Theater
Tempus fugit:

Angsthasen

Alexandra Schmidt
Célestine Hennermann
Gregor Praml
Katharina Wiedenhofer

Fotos: Daniel Blattmann

Info

Jedes Kind hat vor irgendetwas Angst: Dunkelheit, Gewitter, Hunde, das Monster unter dem Bett oder Mama muss plötzlich gehen.
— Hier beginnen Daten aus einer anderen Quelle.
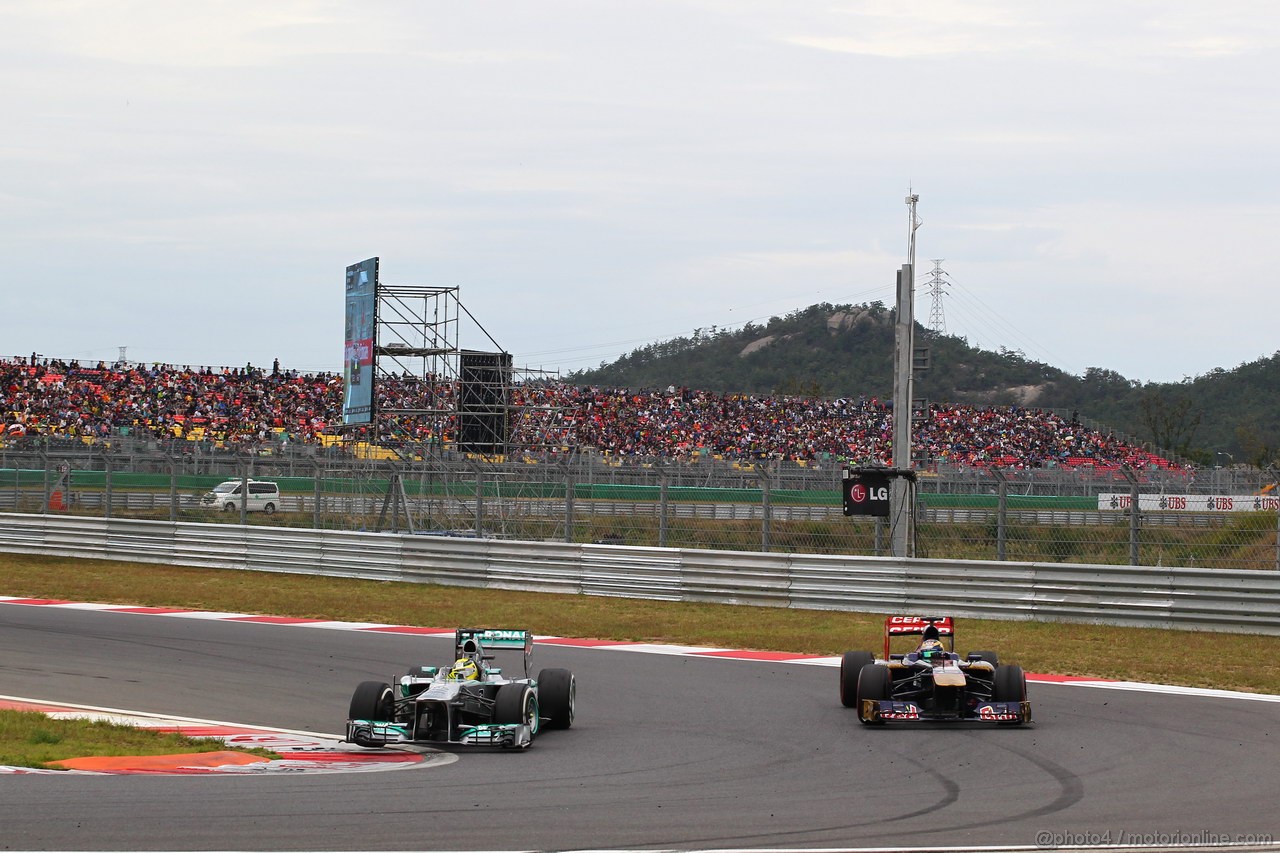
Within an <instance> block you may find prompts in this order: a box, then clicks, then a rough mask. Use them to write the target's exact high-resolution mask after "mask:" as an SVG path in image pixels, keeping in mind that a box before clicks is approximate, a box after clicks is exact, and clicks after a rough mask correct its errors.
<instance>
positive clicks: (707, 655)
mask: <svg viewBox="0 0 1280 853" xmlns="http://www.w3.org/2000/svg"><path fill="white" fill-rule="evenodd" d="M691 654H692V657H731V658H735V660H744V661H812V660H815V658H819V657H828V656H826V654H796V653H795V652H745V651H744V652H691Z"/></svg>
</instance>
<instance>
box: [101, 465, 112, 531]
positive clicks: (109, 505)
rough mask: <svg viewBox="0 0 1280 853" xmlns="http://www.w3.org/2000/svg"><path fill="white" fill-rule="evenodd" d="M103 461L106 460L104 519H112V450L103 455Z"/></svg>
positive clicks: (102, 494) (102, 492)
mask: <svg viewBox="0 0 1280 853" xmlns="http://www.w3.org/2000/svg"><path fill="white" fill-rule="evenodd" d="M102 460H104V464H102V476H104V480H105V483H104V487H102V507H104V510H102V517H104V519H110V517H111V451H110V450H108V451H106V452H105V453H104V455H102Z"/></svg>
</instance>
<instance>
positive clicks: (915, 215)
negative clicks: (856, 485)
mask: <svg viewBox="0 0 1280 853" xmlns="http://www.w3.org/2000/svg"><path fill="white" fill-rule="evenodd" d="M908 192H909V195H908V196H906V205H908V210H909V213H910V219H909V220H908V223H909V225H908V250H906V259H908V263H906V264H904V265H902V269H900V270H899V273H897V318H896V328H895V332H893V469H895V471H896V475H895V476H893V478H892V480H891V483H890V485H891V489H890V539H891V542H892V547H893V556H895V557H913V556H915V553H914V551H915V549H914V543H915V537H914V535H913V530H911V528H913V524H911V520H913V516H914V515H915V506H914V501H913V497H914V483H913V478H910V476H908V474H909V473H910V471H911V400H913V393H911V368H913V366H914V365H913V361H914V356H915V339H914V338H915V279H914V275H915V273H914V270H915V229H916V228H919V227H920V224H922V223H920V219H919V218H918V216H916V215H915V205H916V204H918V202H919V201H920V196H918V195H915V193H914V192H910V191H908Z"/></svg>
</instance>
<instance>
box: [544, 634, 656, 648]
mask: <svg viewBox="0 0 1280 853" xmlns="http://www.w3.org/2000/svg"><path fill="white" fill-rule="evenodd" d="M534 642H535V643H538V644H539V646H577V647H581V648H602V647H608V646H644V644H645V643H637V642H634V640H580V639H573V638H571V637H547V638H543V639H538V640H534Z"/></svg>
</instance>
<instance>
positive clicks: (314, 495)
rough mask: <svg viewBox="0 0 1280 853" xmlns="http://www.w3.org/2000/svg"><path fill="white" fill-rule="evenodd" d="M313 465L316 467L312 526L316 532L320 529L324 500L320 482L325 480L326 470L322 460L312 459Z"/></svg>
mask: <svg viewBox="0 0 1280 853" xmlns="http://www.w3.org/2000/svg"><path fill="white" fill-rule="evenodd" d="M311 464H312V465H314V466H315V471H312V474H311V489H312V496H311V501H312V506H311V526H312V528H315V529H316V530H319V529H320V503H321V501H323V498H321V497H320V480H321V479H324V476H323V475H324V469H323V467H321V466H320V460H317V459H312V460H311Z"/></svg>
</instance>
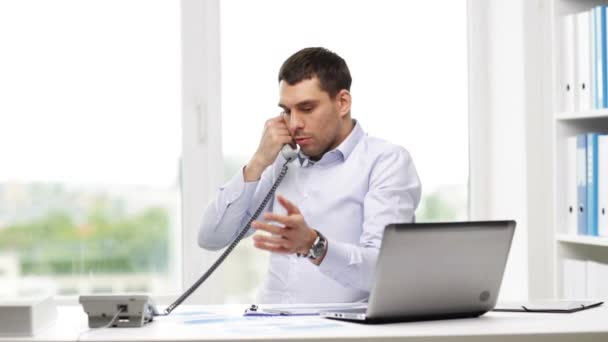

Die Tänzerin Katharina Wiedenhofer und der Musiker Gregor Praml mit seinem großen Kontrabass stellen sich ihren Ängsten und nähern sich ihnen ganz behutsam an. Gemeinsam mit den Kindern begeben sie sich auf die Suche nach dem, was Angst auslöst und wie man ihr gegenübertreten kann.

Jeder Schritt auf das Unbekannte wird vorsichtig genommen, immer wieder versichert sich der eine bei dem andern, keiner bleibt alleine. Zusammen trauen sie sich etwas zu. Und sie begreifen die Angst als Chance zu wachsen, wenn man sich ihr stellt.

So kehren sich scheinbar unüberwindbare Situationen in ihr Gegenteil: Aus dunkel wird hell, aus schwer leicht, aus Zittern stolzes Lachen, aus Flüstern laute Musik.

ANGSTHASEN ist als Klassenzimmerstück konzipiert. Es kann problemlos und ohne großen Aufwand an Grundschulen und Kindergärten gezeigt werden.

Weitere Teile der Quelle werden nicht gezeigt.